A vontade de transformar os sentimentos e recordações de Guaxuma em narrativa sempre esteve sedimentada na mente de Nara, cada retorno para o local reforçava isso. Há oito anos, quando sua amiga Tayra Macedo, co-protagonista do filme e de suas memórias, perdeu a vida em um acidente de moto, Nara decidiu que precisava fazer um filme sobre o lugar. "Narrativamente, eu queria falar muito sobre as emoções dentro da infância e da passagem para uma vida adulta. Das brincadeiras às coisas trágicas, passando pelo amor, tudo isso que a gente sente nesse turbilhão de emoções", afirma.
A primeira versão do roteiro foi escrita em 2011, carregando a narração feita pela própria Nara, que teve seu texto como elemento de partida para as outras partes do projeto. Com a construção da trama, também surgiam as previsões das imagens que ilustrariam esse texto e, por consequência, as técnicas a serem utilizadas em sua confecção. "A animação veio logo primeiro porque eu queria trabalhar técnicas diferentes para poder dar o sentimento de memórias que não temos controle, abstratas ou claras, além de trazer a areia para dar a ideia do tempo", conta Nara.
Moldando as areias
Ao total, são três técnicas utilizadas, todas tendo areia como base: animação em areia 2D, pincelando grão por grão a cada quadro em um vidro retroiluminado; escultura com areia molhada, usando um tipo especial kinética e animação de stop-motion com bonecos, filmados na praia e com iluminação natural. Essa produção in-loco trouxe seus desafios, pela impossibilidade de se controlar a natureza. Estudos foram necessários, desde observações sobre tipos de lua, condições climáticas e marés. “Teve dia que planejamos onde a lua iria nascer, mas acabou que ela surgiu um pouquinho mais para a esquerda, precisando mexer em tudo, uma confusão” ilustra Normande.

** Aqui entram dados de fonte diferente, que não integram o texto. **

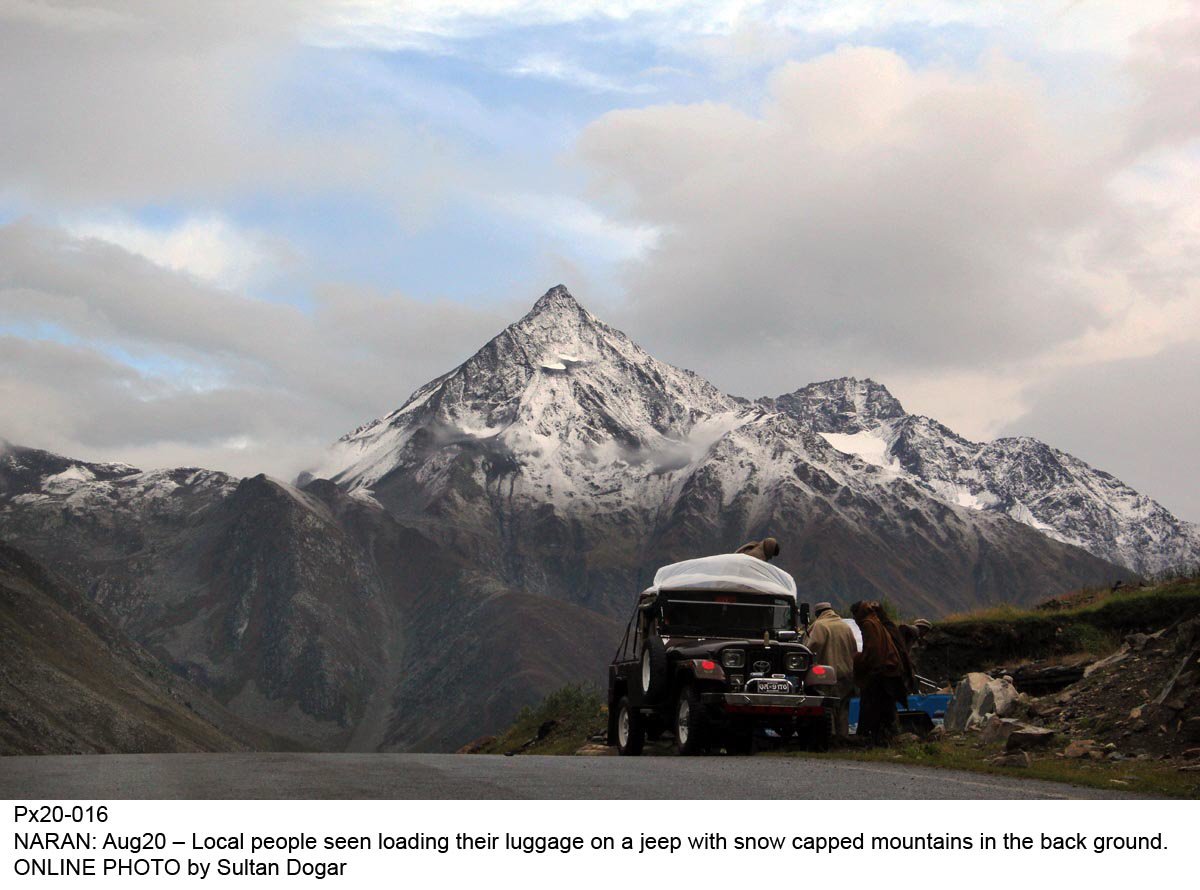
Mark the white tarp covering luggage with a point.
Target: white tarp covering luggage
(735, 572)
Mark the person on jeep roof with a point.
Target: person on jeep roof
(765, 549)
(833, 643)
(879, 672)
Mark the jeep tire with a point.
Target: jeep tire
(689, 722)
(630, 729)
(654, 669)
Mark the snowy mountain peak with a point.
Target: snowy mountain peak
(557, 300)
(553, 391)
(845, 404)
(568, 413)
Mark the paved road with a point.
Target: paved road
(460, 776)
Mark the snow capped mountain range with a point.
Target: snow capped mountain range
(563, 410)
(1025, 479)
(502, 521)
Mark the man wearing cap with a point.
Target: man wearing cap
(765, 549)
(833, 643)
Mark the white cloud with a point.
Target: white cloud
(551, 66)
(209, 247)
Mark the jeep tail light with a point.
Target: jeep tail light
(796, 661)
(821, 675)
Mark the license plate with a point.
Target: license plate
(772, 686)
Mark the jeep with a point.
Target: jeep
(712, 655)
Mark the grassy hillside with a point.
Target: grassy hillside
(1091, 621)
(72, 683)
(559, 725)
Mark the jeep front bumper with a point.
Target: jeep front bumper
(769, 703)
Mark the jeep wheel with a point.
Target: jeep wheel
(654, 668)
(630, 732)
(689, 722)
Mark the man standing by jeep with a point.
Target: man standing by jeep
(833, 643)
(880, 674)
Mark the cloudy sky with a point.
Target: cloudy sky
(231, 232)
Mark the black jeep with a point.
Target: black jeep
(713, 667)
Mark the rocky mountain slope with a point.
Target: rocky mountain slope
(1027, 480)
(310, 614)
(72, 683)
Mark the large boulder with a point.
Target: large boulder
(966, 701)
(1000, 697)
(996, 729)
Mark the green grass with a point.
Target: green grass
(1005, 635)
(579, 713)
(1134, 776)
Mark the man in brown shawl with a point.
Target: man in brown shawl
(833, 643)
(880, 673)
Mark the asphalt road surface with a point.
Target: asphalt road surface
(472, 776)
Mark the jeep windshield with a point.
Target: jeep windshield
(694, 613)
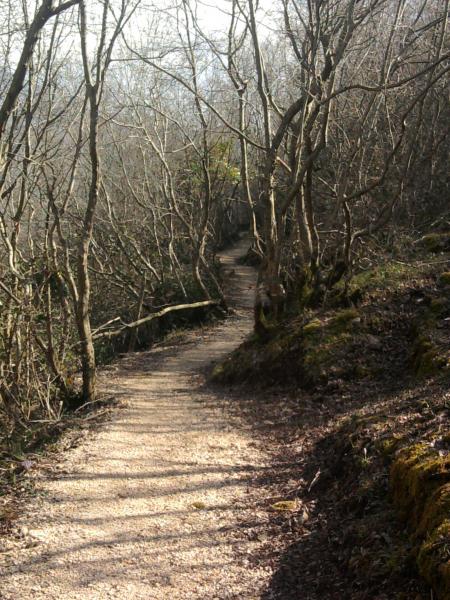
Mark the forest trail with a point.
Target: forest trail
(148, 507)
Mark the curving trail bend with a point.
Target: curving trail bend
(149, 506)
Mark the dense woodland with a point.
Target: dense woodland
(136, 139)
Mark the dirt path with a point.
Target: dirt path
(149, 506)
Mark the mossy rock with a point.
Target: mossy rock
(427, 358)
(345, 316)
(312, 327)
(433, 560)
(444, 279)
(420, 483)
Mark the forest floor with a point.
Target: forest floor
(154, 503)
(194, 490)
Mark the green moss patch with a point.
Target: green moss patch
(420, 483)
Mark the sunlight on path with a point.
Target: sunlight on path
(148, 507)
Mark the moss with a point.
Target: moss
(433, 560)
(420, 482)
(436, 509)
(444, 279)
(312, 327)
(416, 473)
(438, 306)
(436, 242)
(362, 372)
(345, 316)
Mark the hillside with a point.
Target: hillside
(355, 403)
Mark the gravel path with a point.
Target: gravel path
(149, 506)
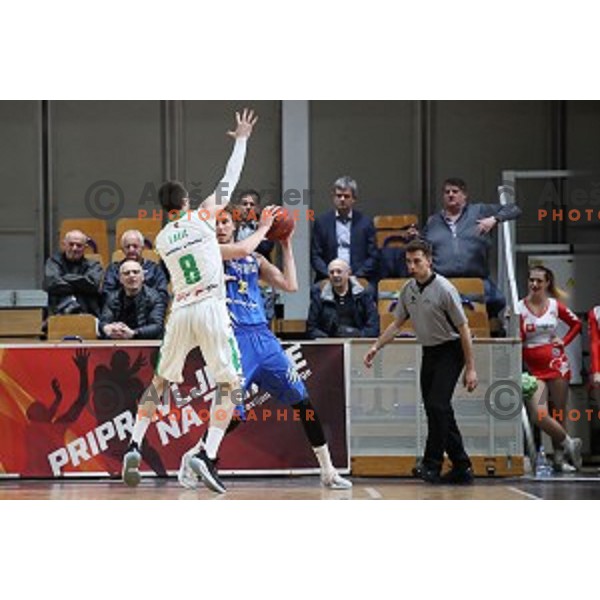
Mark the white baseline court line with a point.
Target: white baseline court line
(373, 493)
(526, 494)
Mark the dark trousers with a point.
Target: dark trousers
(440, 370)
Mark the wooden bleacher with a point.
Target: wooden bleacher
(149, 228)
(64, 326)
(389, 229)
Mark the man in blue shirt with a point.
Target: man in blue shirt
(345, 233)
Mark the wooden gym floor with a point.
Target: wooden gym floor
(306, 488)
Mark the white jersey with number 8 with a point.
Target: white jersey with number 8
(190, 250)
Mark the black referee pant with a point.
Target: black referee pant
(440, 369)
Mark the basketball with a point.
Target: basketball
(282, 226)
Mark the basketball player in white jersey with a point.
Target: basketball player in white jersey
(199, 317)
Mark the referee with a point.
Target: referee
(434, 307)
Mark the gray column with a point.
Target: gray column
(295, 182)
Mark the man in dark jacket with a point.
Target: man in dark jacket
(135, 311)
(344, 233)
(72, 281)
(460, 236)
(342, 307)
(132, 244)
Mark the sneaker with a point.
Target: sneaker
(335, 481)
(458, 476)
(563, 467)
(429, 475)
(186, 476)
(206, 468)
(573, 450)
(131, 466)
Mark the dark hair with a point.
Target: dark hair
(418, 245)
(171, 195)
(345, 182)
(252, 193)
(553, 289)
(456, 182)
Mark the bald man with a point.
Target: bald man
(342, 307)
(155, 277)
(134, 311)
(72, 281)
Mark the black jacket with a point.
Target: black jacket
(150, 313)
(154, 277)
(364, 254)
(323, 318)
(73, 287)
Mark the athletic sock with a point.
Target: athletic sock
(139, 429)
(324, 458)
(213, 441)
(567, 443)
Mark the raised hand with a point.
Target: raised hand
(56, 388)
(268, 215)
(369, 357)
(244, 124)
(81, 359)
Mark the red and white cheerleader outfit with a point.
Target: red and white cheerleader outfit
(594, 331)
(543, 352)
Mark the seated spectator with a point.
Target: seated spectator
(249, 204)
(345, 233)
(132, 244)
(393, 261)
(71, 280)
(460, 236)
(342, 307)
(134, 311)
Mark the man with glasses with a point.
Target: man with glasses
(344, 233)
(249, 202)
(134, 311)
(71, 280)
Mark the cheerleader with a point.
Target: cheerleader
(545, 358)
(594, 331)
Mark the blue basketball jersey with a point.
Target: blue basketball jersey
(244, 299)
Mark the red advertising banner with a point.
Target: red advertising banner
(66, 410)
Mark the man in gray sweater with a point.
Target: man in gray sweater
(460, 237)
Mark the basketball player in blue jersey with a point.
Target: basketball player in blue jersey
(199, 317)
(264, 362)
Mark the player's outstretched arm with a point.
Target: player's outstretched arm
(222, 195)
(247, 246)
(286, 280)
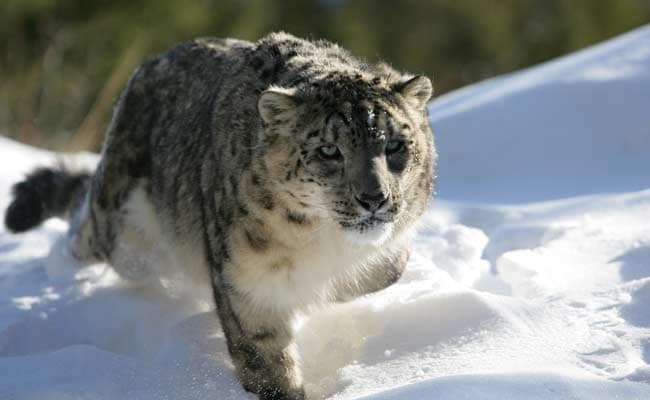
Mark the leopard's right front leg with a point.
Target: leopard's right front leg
(261, 346)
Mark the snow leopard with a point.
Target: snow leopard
(293, 173)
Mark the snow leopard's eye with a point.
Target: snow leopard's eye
(394, 146)
(330, 152)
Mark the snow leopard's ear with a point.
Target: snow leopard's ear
(417, 91)
(277, 103)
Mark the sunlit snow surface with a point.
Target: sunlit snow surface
(527, 297)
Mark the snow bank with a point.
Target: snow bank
(544, 300)
(574, 126)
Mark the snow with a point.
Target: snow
(529, 279)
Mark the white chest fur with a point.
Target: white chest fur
(298, 267)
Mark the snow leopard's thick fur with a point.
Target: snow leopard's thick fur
(289, 169)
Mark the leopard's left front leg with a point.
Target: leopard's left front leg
(261, 345)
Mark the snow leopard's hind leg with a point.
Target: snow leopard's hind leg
(100, 221)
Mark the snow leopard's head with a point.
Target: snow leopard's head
(355, 148)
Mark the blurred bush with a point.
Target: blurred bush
(63, 63)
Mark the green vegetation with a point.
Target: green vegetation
(63, 63)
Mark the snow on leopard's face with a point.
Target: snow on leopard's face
(366, 164)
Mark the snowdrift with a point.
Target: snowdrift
(530, 276)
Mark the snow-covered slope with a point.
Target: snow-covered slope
(577, 125)
(508, 300)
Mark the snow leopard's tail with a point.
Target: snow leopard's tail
(45, 193)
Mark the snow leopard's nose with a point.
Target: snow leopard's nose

A complexidade desses processos de produção acabou estimulando a formação de uma equipe internacional, com anos de experiência e trabalhos em grandes obras nas costas. As portas no exterior foram abertas com o Sem Coração, seu trabalho anterior, conseguindo uma co-produção com a francesa Les Valseurs, além de sete incentivos, possibilitando trazer as pessoas para a produção.
Uma das primeiras procuras foi a de alguém que pudesse realizar a animação com areia. Em terras portuguesas, conseguiu trazer para o time Abi Feijó, fundador Associação Internacional do Filme de Animação (Asifa), referência mundial nas animações deste tipo. Dessa forma, a produção se dividiu entre Pernambuco, Alagoas, França, Portugal e Canadá, onde entrou o designer de som Normand Roger, já trabalhando em cinco filmes indicados ao Oscar.
Por falar em Oscar, Guaxuma está qualificado para a premiação ao ganhar o prêmio de curta documentário no Festival Internacional de Cinema de Hamptons (HIFF). Também conquistou o troféu de melhor curta-metragem no Festival de Gramado, outros três no Festival de Brasília, além do Festival Internacional de Animação de Ottawa, na categoria filme narrativo.
“Exibir na cidade, no São Luiz, principalmente no Animage, que ajudei a construir, é a parte mais emocionante. Grande parte da equipe, família e amigos estão aqui. O público tem recebido muito bem, trazer ele pra cá é o melhor", conclui Nara. Guaxuma dá inicio a programação do Animage, terça-feira (16), no Cinema São Luiz, às 20h30.